Guinée : Le processus de transition entre promesses électorales et renforcement des liens avec les États-Unis

CONAKRY – À moins de deux mois du référendum constitutionnel fixé au 21 septembre 2025, l’avenir politique de la Guinée reste au cœur des préoccupations nationales et internationales. Si cette échéance électorale marque une étape clé de la transition, le flou persiste encore autour des autres scrutins majeurs censés clore cette phase transitoire.

Ce jeudi 24 juillet, en marge d’une audience accordée à William B. Stevens, sous-secrétaire d’État adjoint pour l’Afrique de l’Ouest et envoyé spécial des États-Unis en visite officielle à Conakry, le ministre guinéen des Affaires étrangères, Dr Morissanda Kouyaté, a levé un coin du voile sur le calendrier électoral.

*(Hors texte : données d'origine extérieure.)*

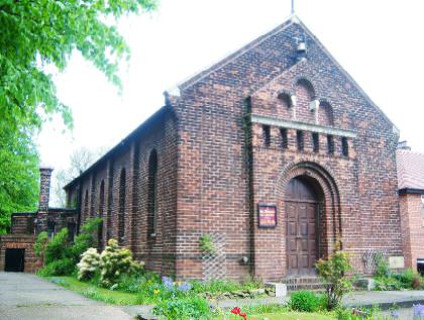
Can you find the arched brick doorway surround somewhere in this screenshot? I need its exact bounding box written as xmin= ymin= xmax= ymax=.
xmin=276 ymin=161 xmax=342 ymax=277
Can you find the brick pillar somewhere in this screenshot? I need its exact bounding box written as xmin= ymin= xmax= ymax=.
xmin=36 ymin=167 xmax=53 ymax=233
xmin=38 ymin=168 xmax=53 ymax=212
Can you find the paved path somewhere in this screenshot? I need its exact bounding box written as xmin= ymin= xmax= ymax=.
xmin=0 ymin=272 xmax=424 ymax=320
xmin=0 ymin=272 xmax=133 ymax=320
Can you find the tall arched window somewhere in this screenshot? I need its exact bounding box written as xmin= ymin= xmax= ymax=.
xmin=83 ymin=190 xmax=90 ymax=221
xmin=118 ymin=169 xmax=126 ymax=244
xmin=98 ymin=180 xmax=105 ymax=248
xmin=147 ymin=149 xmax=158 ymax=237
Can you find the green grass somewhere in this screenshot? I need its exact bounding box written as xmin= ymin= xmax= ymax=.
xmin=47 ymin=277 xmax=140 ymax=305
xmin=248 ymin=312 xmax=335 ymax=320
xmin=216 ymin=311 xmax=336 ymax=320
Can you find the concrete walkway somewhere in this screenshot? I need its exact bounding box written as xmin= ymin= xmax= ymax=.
xmin=0 ymin=272 xmax=424 ymax=320
xmin=0 ymin=272 xmax=133 ymax=320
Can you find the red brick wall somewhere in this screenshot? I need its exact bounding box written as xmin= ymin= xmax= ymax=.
xmin=400 ymin=194 xmax=424 ymax=270
xmin=0 ymin=234 xmax=40 ymax=272
xmin=172 ymin=19 xmax=402 ymax=279
xmin=72 ymin=109 xmax=178 ymax=274
xmin=64 ymin=19 xmax=402 ymax=280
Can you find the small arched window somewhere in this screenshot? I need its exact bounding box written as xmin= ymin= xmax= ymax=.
xmin=318 ymin=101 xmax=334 ymax=126
xmin=147 ymin=149 xmax=158 ymax=237
xmin=118 ymin=169 xmax=126 ymax=244
xmin=294 ymin=78 xmax=316 ymax=122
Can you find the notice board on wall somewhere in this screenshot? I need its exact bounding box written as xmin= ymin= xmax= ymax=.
xmin=258 ymin=203 xmax=277 ymax=228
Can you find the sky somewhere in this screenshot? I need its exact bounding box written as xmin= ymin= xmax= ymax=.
xmin=38 ymin=0 xmax=424 ymax=199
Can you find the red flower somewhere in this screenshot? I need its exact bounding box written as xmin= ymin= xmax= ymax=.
xmin=231 ymin=307 xmax=247 ymax=320
xmin=231 ymin=307 xmax=241 ymax=314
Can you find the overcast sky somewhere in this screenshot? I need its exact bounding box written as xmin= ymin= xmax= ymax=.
xmin=39 ymin=0 xmax=424 ymax=175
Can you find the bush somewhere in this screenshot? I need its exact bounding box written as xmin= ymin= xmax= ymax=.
xmin=34 ymin=231 xmax=49 ymax=261
xmin=71 ymin=218 xmax=102 ymax=263
xmin=38 ymin=258 xmax=75 ymax=277
xmin=374 ymin=277 xmax=402 ymax=291
xmin=153 ymin=297 xmax=212 ymax=320
xmin=375 ymin=252 xmax=390 ymax=277
xmin=374 ymin=269 xmax=421 ymax=291
xmin=100 ymin=239 xmax=142 ymax=287
xmin=316 ymin=242 xmax=352 ymax=310
xmin=44 ymin=228 xmax=70 ymax=265
xmin=288 ymin=291 xmax=326 ymax=312
xmin=77 ymin=248 xmax=100 ymax=280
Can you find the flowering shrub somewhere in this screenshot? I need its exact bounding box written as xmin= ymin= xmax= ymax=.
xmin=231 ymin=307 xmax=247 ymax=320
xmin=289 ymin=290 xmax=326 ymax=312
xmin=153 ymin=297 xmax=211 ymax=320
xmin=100 ymin=239 xmax=143 ymax=287
xmin=77 ymin=248 xmax=100 ymax=280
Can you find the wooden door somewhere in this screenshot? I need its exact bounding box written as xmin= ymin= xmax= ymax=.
xmin=286 ymin=177 xmax=319 ymax=276
xmin=4 ymin=249 xmax=25 ymax=272
xmin=286 ymin=201 xmax=318 ymax=276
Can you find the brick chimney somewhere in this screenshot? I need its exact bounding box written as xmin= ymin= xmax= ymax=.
xmin=38 ymin=167 xmax=53 ymax=212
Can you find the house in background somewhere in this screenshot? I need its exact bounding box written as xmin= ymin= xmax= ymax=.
xmin=0 ymin=168 xmax=78 ymax=272
xmin=396 ymin=142 xmax=424 ymax=274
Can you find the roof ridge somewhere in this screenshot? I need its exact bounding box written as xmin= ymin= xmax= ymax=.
xmin=167 ymin=14 xmax=300 ymax=95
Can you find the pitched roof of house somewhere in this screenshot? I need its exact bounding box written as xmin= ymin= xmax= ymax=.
xmin=396 ymin=149 xmax=424 ymax=191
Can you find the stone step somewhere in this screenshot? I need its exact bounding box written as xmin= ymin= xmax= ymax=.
xmin=281 ymin=277 xmax=324 ymax=291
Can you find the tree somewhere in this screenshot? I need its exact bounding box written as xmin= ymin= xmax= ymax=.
xmin=0 ymin=124 xmax=39 ymax=234
xmin=0 ymin=0 xmax=155 ymax=232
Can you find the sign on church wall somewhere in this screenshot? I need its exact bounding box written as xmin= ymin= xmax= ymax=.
xmin=258 ymin=203 xmax=277 ymax=228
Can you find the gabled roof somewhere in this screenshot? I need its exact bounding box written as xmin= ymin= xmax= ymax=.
xmin=168 ymin=14 xmax=399 ymax=130
xmin=396 ymin=149 xmax=424 ymax=192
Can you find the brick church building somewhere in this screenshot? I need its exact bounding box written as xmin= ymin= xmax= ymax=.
xmin=0 ymin=16 xmax=403 ymax=280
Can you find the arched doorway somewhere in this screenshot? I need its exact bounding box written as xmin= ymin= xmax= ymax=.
xmin=285 ymin=175 xmax=324 ymax=276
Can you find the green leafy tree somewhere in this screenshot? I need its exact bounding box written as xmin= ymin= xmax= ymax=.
xmin=0 ymin=0 xmax=155 ymax=232
xmin=0 ymin=126 xmax=39 ymax=234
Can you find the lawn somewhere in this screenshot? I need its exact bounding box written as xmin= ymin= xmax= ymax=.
xmin=240 ymin=312 xmax=335 ymax=320
xmin=47 ymin=277 xmax=142 ymax=305
xmin=47 ymin=276 xmax=335 ymax=320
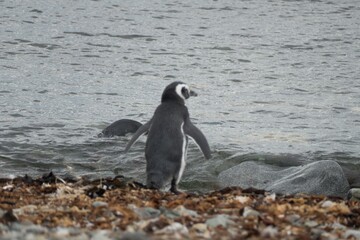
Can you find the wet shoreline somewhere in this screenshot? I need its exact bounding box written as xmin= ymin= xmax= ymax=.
xmin=0 ymin=174 xmax=360 ymax=239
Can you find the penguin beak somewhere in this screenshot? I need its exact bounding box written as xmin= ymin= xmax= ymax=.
xmin=190 ymin=90 xmax=197 ymax=97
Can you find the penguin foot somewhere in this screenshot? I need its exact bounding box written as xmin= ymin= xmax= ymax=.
xmin=170 ymin=179 xmax=184 ymax=195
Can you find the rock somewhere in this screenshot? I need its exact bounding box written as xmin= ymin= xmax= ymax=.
xmin=344 ymin=229 xmax=360 ymax=239
xmin=190 ymin=223 xmax=211 ymax=239
xmin=347 ymin=188 xmax=360 ymax=202
xmin=321 ymin=200 xmax=336 ymax=208
xmin=218 ymin=160 xmax=349 ymax=198
xmin=91 ymin=230 xmax=111 ymax=240
xmin=134 ymin=207 xmax=161 ymax=219
xmin=120 ymin=232 xmax=150 ymax=240
xmin=98 ymin=119 xmax=142 ymax=137
xmin=261 ymin=226 xmax=279 ymax=239
xmin=156 ymin=222 xmax=189 ymax=235
xmin=92 ymin=201 xmax=108 ymax=208
xmin=243 ymin=207 xmax=260 ymax=217
xmin=173 ymin=205 xmax=198 ymax=217
xmin=205 ymin=214 xmax=234 ymax=227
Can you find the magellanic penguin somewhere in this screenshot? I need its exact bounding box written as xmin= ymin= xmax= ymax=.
xmin=125 ymin=82 xmax=211 ymax=194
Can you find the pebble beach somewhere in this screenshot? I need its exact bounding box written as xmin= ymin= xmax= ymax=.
xmin=0 ymin=173 xmax=360 ymax=239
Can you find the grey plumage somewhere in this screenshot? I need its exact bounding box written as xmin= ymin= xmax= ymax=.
xmin=125 ymin=82 xmax=211 ymax=193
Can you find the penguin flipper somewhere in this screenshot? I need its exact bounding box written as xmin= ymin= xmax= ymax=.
xmin=124 ymin=120 xmax=151 ymax=153
xmin=184 ymin=119 xmax=211 ymax=159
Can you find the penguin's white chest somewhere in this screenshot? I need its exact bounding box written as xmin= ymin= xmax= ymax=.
xmin=176 ymin=123 xmax=187 ymax=184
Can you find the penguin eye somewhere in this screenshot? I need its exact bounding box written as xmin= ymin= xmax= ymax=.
xmin=181 ymin=87 xmax=187 ymax=96
xmin=181 ymin=87 xmax=190 ymax=99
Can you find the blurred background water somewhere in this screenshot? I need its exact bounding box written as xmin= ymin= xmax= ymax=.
xmin=0 ymin=0 xmax=360 ymax=189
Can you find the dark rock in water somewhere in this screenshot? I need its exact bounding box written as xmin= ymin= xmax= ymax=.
xmin=218 ymin=160 xmax=350 ymax=198
xmin=98 ymin=119 xmax=142 ymax=137
xmin=341 ymin=166 xmax=360 ymax=188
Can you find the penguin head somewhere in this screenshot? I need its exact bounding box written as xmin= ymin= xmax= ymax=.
xmin=161 ymin=82 xmax=197 ymax=103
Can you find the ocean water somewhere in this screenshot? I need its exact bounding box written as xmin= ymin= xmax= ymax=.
xmin=0 ymin=0 xmax=360 ymax=190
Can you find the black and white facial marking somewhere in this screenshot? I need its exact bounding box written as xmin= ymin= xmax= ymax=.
xmin=161 ymin=82 xmax=197 ymax=103
xmin=175 ymin=83 xmax=190 ymax=100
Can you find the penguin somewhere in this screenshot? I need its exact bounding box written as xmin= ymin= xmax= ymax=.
xmin=125 ymin=82 xmax=211 ymax=194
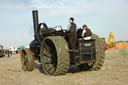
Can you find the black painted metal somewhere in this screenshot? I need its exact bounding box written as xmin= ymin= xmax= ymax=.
xmin=32 ymin=10 xmax=39 ymax=39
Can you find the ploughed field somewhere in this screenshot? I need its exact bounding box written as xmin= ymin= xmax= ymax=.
xmin=0 ymin=49 xmax=128 ymax=85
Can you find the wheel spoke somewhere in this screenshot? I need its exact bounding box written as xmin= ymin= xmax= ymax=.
xmin=43 ymin=53 xmax=52 ymax=58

<< Je l’ai dit il y a quelques mois. >>

L’administration sous la présidence Trump apprécie ce qui se passe en Guinée et nous encourage à continuer. C’est pourquoi je les ai rassurés que, dans les cinq à six mois à venir, la Guinée va traverser la phase de transition et aboutir à des élections qui seront transparentes », a déclaré Dr Kouyaté.

Un engagement qui se veut rassurant alors que la population guinéenne et la communauté internationale attendent avec impatience la confirmation des dates pour les élections présidentielle et législatives.

Le respect du chronogramme reste en effet un enjeu crucial pour restaurer l’ordre constitutionnel et la confiance.

De son côté, William B. Stevens a réaffirmé la volonté des États-Unis d’accompagner la Guinée dans son processus de sortie de transition, tout en annonçant de nouvelles perspectives d’investissement pour le pays : « Depuis son accession à l’indépendance, les États-Unis ont toujours été aux côtés de la Guinée. Nous resterons engagés pour l’accompagner dans son processus de développement », a-t-il déclaré.

Une déclaration saluée par le chef de la diplomatie guinéenne, qui voit dans ce soutien un signal fort du renforcement des relations bilatérales entre les deux nations :

« J’ai été particulièrement ému d’entendre que, même avant les élections, on prépare déjà le renforcement de nos relations, afin qu’une fois les élections terminées, nous puissions les élargir et les consolider », a conclu Dr Morissanda Kouyaté.

Alors que les regards sont tournés vers l’échéance de septembre, les propos échangés ce jour témoignent d’une volonté commune de faire de cette transition un tournant décisif pour la Guinée — sur le plan démocratique, mais aussi économique et diplomatique.